I did have good results with IMR4350 at 39.5gr. But couldnt get it to repeat a third time so I've switched powders.


----------



## longbow (Mar 31, 2009)

swbuckmaster said:


> Makenzies hunt so she zeroed at 200 and then we tested 600 and a 1000 yards checking the phone app for the scope. Makenzies first shot @ 1000 was just high. Second shot hit it dead center. Makenzie ended up shooting 3 out of 5 @ 1000 today on the gong.
> 
> Sent from my SM-G900V using Tapatalk


Man Scott, is there anything your daughters don't shoot well? Good work. Sounds like you new gun is a hummer.


----------



## swbuckmaster (Sep 14, 2007)

DallanC said:


> That guns bigger than she is. What scope is on it? 1000 yard shots are quite impressive
> 
> -DallanC


It's a vortex viper 4x16 with turret

Sent from my SM-G900V using Tapatalk


----------



## swbuckmaster (Sep 14, 2007)

KineKilla said:


> I am also working on a .243 but it is not the AI version. I'm really wanting to get 100gr. partitions flying well.
> 
> This Friday I had fair results using h4831 near hornady book max shooting their 100gr/Interlocks. I'm also getting the 2 close, 1 flyer type groups though. So I'm not yet committed to it. I plan to load 5rd. groups using h4831 and test them for repeated consistency.
> 
> I did have good results with IMR4350 at 39.5gr. But couldnt get it to repeat a third time so I've switched powders.


Things I've learned in the last 4 days

I can't do anything without taking it to full retard level. I've now shot approximately 250 rounds through this gun. I bought a crono and switched powders again to one of the most popular loads i could find on the internet. Its h4831sc. I did the method toasty posted and combined it with the crono. The crono really helps explain some of the random flyers. I located 2 nodes and went with the slower node. It uses 46.5 grains and averages 3153 fps with a 8 fps difference from the high and low speeds of a five shot group. One thing I've noticed that explains most of my flyers are:

My gun likes a clean bore. It takes about 2 shots two make them consistant then it has a window of about 10 to 15 shots before I get the random flyers. I also clean after 10 shots. Then shoot 2 fouling shots. I keep track of the fouling shots on another target. They seem to group left of my normal groups a half inch or so.

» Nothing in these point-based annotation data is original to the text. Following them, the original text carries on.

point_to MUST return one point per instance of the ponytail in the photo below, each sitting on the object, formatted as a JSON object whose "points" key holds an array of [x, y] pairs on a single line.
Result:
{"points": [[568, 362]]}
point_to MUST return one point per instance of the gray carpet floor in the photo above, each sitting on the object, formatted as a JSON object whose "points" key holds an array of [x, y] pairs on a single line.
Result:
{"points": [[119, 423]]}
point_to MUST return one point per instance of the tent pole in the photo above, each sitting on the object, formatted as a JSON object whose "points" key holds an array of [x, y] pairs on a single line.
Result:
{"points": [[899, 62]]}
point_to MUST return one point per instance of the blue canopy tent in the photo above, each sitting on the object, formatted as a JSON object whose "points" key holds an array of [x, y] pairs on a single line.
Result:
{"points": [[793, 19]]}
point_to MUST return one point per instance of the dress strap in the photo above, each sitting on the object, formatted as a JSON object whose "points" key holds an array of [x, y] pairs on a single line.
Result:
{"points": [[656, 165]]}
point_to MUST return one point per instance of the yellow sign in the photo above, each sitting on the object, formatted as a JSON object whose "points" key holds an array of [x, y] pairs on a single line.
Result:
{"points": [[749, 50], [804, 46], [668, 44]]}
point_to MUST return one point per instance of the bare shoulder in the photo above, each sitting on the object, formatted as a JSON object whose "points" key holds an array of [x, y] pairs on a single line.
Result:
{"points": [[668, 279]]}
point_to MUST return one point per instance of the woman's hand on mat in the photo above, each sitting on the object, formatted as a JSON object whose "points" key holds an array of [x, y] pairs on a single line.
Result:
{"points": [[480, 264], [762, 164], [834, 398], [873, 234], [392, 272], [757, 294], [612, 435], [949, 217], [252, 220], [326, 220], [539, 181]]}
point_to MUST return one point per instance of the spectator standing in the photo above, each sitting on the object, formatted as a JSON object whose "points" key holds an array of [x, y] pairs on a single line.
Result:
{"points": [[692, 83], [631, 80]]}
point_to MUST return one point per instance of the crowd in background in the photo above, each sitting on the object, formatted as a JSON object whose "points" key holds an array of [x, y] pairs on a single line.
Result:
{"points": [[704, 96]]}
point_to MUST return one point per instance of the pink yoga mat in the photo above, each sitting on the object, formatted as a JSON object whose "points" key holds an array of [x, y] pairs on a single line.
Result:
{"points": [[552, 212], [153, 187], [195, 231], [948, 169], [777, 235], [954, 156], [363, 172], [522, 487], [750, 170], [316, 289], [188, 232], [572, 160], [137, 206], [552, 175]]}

My gun doesn't like heat. If I shoot a shot wait 4 to 5 minutes then shoot again it seems to do better. I try and keep it consistant by using a stop watch.

My gun doesn't like the cartridges in the magazine when working up a load. I think it has something to do with the heat mucking with them and causing pressure spikes. So I single load and keep them away from the gun as much as possible

Even with my 2 pound trigger I still notice I'm pulling my cross hairs to the right a touch before it breaks. I also notice I'm lifting my head a touch anticipating the shot on accations. Need to work on my technique.

I've also noticed if your shooting off a bipod out of the back of the truck, a towel folded a few times seems to help with flyers.

Rear sand bag is a must and if you are adding torque to put the cross hairs on the dot it doesn't work well and the gun kicks funny and causes flyers.

I also bought a caldwell windmeter for the long shots. It takes altitude, average wind speed, barometric pressure and a few other things. Combine this with my phone app and it's pretty deadly.

Sent from my SM-G900V using Tapatalk


----------



## KineKilla (Jan 28, 2011)

Are you planning to shoot competitively or for hunting with this rifle?

A couple thoughts:

Waiting 4-5 minutes between shots isn't gonna work if you're hunting and need a follow up shot. I hunt with every gun I own but I want to hunt with 0.5-0.75 MOA rifles. I only wait long enough between shots to get the crosshairs back on mark and send a bullet down range.

My rifle also dips as I slowly squeeze the trigger. That's with a rifle basix set to 2lbs or so. I found that just snapping it instead of slowly squeezing reduces the issue. I figure it's due to the synthetic floated stock.

I really want to get a chrono but worry it may undo everything I've already worked so hard to achieve. ie. Ignorance is Bliss.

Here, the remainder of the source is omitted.